It’s tough to check out a book at the Columbine Public Library these days.
FBI and local law-enforcement officers are manning phones at the main desk. Federal Emergency Management Agency officials are camped at reading tables in the entryway. The communications staff of the Jefferson County school system is ensconced in makeshift cubicles in the reference section behind the encyclopedias.
As traumatized Columbine High School students drifted over to the library after the April 20 shootings that left 15 dead, it became the de facto communications hub for law-enforcement, school, and emergency workers. They gathered about a mile from the school, amid the library’s volumes, to coordinate strategy and get their message out to the world media.
Less than 24 hours from the time Columbine seniors Eric Harris and Dylan Klebold shot and killed 12 students, a teacher, and themselves, dozens of television trucks and vans had squeezed into a parking lot near the school.
Kristy Loghry, a secretary at Leawood Elementary School, about a block from the park that has become a media compound, said that when she left work the night of the shootings, “their trucks were lighting up the park like it was daylight.”
So many eager reporters flooded the doors of the library for updates and interviews the next day, that district officials recruited library employees to act as bouncers.
Volunteers Answer the Call
Communications workers for the the Jefferson County district, more accustomed to churning out press releases on the suburban school system’s stellar achievement scores than reporting how many pipe bombs were found in a school cafeteria, put out a call for help.
With the aid of the National School Public Relations Association, volunteers from school districts in numerous states--including Maryland, Missouri, Virginia, and Wisconsin--showed up at their Colorado colleagues’ doorstep.

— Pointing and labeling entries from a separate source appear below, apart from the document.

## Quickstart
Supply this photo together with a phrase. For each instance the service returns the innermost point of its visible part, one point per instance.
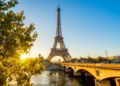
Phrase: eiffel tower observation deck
(62, 51)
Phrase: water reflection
(55, 78)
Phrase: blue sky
(89, 26)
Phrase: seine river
(56, 78)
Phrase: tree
(16, 39)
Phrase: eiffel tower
(62, 50)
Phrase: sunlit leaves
(15, 38)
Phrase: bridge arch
(87, 72)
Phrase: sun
(24, 56)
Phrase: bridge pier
(102, 83)
(117, 81)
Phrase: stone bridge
(100, 72)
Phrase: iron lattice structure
(62, 50)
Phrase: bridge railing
(106, 66)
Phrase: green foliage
(16, 39)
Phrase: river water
(56, 78)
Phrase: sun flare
(24, 56)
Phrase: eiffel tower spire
(62, 50)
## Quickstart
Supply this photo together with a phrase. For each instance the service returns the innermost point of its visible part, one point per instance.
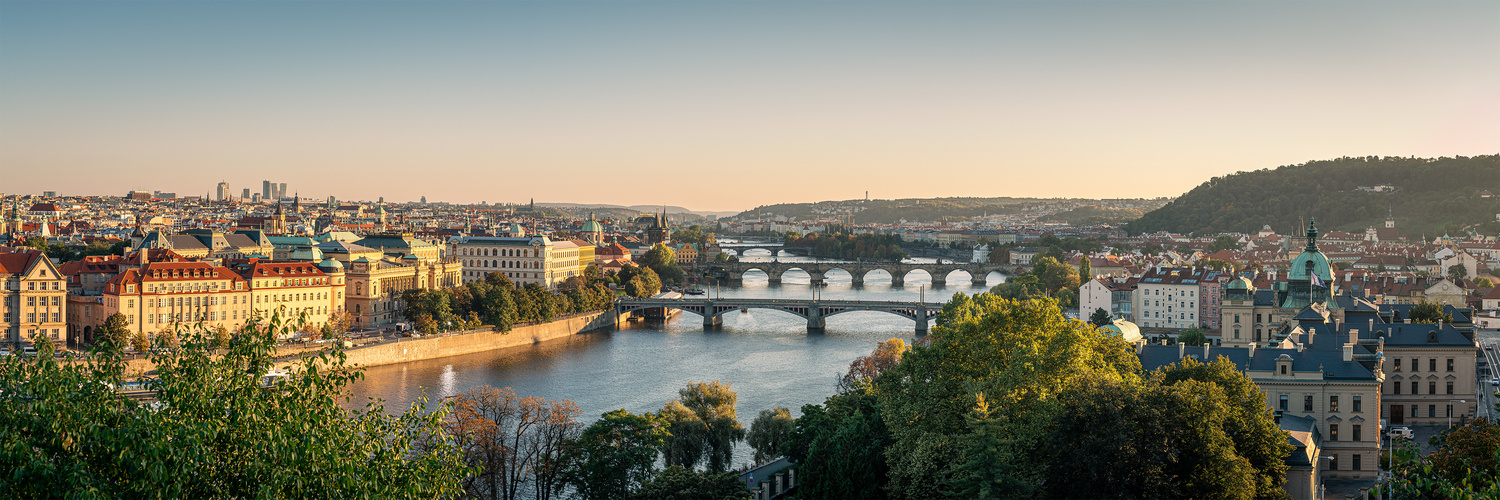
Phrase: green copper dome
(1311, 262)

A spokesman for the local teachers’ union, the Jefferson County Education Association, also lent a hand.
Communications-staff workers in the district nearly tripled, from seven people to 20. Last week, the new recruits wired the library with extra phone lines, coordinated schedules, arranged meetings, and wrote “talking points” for district officials.

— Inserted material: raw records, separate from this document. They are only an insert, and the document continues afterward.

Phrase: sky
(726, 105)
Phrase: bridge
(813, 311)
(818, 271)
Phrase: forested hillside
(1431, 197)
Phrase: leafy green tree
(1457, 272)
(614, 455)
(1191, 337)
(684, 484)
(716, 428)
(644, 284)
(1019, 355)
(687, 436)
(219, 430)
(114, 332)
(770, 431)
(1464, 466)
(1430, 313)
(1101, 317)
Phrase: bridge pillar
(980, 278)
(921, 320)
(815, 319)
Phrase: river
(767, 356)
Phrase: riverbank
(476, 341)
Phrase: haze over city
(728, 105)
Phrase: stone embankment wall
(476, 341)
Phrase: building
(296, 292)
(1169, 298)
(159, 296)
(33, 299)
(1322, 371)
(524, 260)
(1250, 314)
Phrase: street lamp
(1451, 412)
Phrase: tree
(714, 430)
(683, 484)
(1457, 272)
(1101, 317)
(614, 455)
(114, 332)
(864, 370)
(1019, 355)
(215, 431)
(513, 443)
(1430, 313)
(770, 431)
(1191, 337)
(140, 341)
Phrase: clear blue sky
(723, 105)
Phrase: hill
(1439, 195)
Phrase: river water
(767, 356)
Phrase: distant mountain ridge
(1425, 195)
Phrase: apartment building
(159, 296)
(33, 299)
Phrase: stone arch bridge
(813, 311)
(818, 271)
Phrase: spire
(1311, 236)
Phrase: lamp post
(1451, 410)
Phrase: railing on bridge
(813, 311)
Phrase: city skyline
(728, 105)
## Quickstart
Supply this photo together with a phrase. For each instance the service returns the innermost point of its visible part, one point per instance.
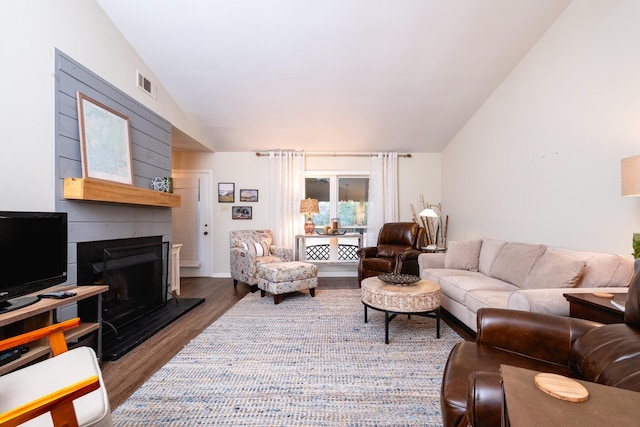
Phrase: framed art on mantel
(105, 141)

“I don’t think any district has seen anything of this magnitude in terms of media. It’s overwhelming,” said Marilyn Saltzman, the manager of communications services for the Jefferson County schools. Ms. Saltzman says the public relations professionals still answer an estimated 200 calls each day from members of the media.
So far, the district has spent $10,000 on plane fare, other transportation costs, and overtime pay for communications personnel. Local auto dealerships have provided cars free of charge, and many businesses and restaurants have provided the communications center with everything from free lunches to hotel rooms for the out-of-towners.
Many school workers are weary of the attention. “We are all just waiting for the media to leave,” Ms. Loghry, the secretary at Leawood, said.
Ms. Saltzman said it’s often difficult to provide journalists with the answers they are looking for. “The biggest thing is people are looking for the whys, and I don’t know the answer to the question. People are trying to make sense of a senseless act.”